|
Nariaki Nakayama is an elite politician in Japan. He studied law at Tokyo University and served as an official at the Ministry of Finance. In the Koizumi administration, he was Minister of Education, Science and Technology. Yet despite his education and lofty positions, he is infamous for his ridiculous claims. Two years ago when he was Education Minister, he said this:
"In the first place, the term 'comfort women' didn't exist at the time (of World War II). What didn't exist is carried in history textbooks. In other words, what is wrong is in the textbooks. Now I think it proper to see this (description) removed from the textbooks." His statement failed to cause much political shock simply because it was so nonsensical. By his preposterous logic, there were no comfort women simply because the Japanese soldiers called them something else, like barmaids, waitresses or prostitutes. This type of reasoning is the sort that a buffoonish character on a TV sitcom might employ, but the sad fact is this topic is never funny.
Japan's Prime Minister Shinzo Abe has uttered some ridiculous words of his own. He recently took pains to define the type of coercion that the soldiers of the Japanese Imperial Army used to force innocent women into sex slavery. According to Abe, there is coercion in a strict sense, such as when military officers raided civilian homes and abducted women. And there is coercion in a broad sense, such as when businessmen, under the instruction of Japanese troops, forced women to serve as sex slaves. Abe claimed that since there is no evidence to prove the strict sort of coercion, it must follow that Japanese soldiers never coerced women into sex slavery.

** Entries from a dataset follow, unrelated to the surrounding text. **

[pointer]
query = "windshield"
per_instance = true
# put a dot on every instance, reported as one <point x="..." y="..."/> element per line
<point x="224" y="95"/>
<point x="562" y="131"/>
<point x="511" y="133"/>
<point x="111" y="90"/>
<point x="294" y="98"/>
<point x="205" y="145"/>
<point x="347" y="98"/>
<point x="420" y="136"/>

Of course, numerous victims have testified that there certainly was coercion in the strict sense. The resolution on Japan's sex slaves recently presented to the U.S. Congress was based on such testimony. But the Japanese prime minister denies the validity of that testimony, saying there is no evidence to back it up. He would like the victims to provide evidence -- evidence, of course, that the perpetrators destroyed. Furthermore, he contends that coercion by businessmen under the direction of the Japanese military isn't really coercion. What sort of logic is this?
We must ask ourselves why we call for the Japanese to use good sense. After all, we are asking only that Japan never return to the way it was before and during the war, when it was a worse rogue state than North Korea is today. Maybe they cannot understand how Korea feels because they never suffered the same abominable persecution. It may be very unpleasant for them to be compared with North Korea, which they consider a barbarous state.
To provoke the Pacific War, Japan killed Zhang Zuolin in a bomb attack and blew up the Liutiaohu Railway. It also destroyed the proof of its war crimes and blamed China for what happened. The Japanese fell for the propaganda and swore vengeance. Considering these moves, it seems only logical that Japan would have destroyed any and all records of comfort women. And now Japan is ramping up the propaganda again, claiming that comfort women never existed because there is no evidence to prove otherwise. We are not enraged, but concerned.
Nakayama is currently chairman of the "Fraternity of Lawmakers Who Are Concerned about the Future of Japan and History Education," a Japanese political organization aimed at making the Kono statement a mere scrap of paper. In 1993, then Chief Cabinet Secretary Yohei Kono, issued an official statement acknowledging that Japanese soldiers abducted women to be sex slaves. Nakayama's wife is an assistant to Prime Minister Abe in charge of the issue of Japanese abductees by North Korea. She is an influential person in the government and enjoys the full trust of Abe.
Mr. Nakayama denies that Japan abducted women into sex slavery, while his wife is bent on publicizing North Korea's abduction of Japanese people. The rest of the world is looking at Japan now and seeing this twisted logic. It seems that only Japan's leaders are unaware of it.
This column was contributed by Son-U Jong, the Chosun Ilbo's correspondent in Tokyo.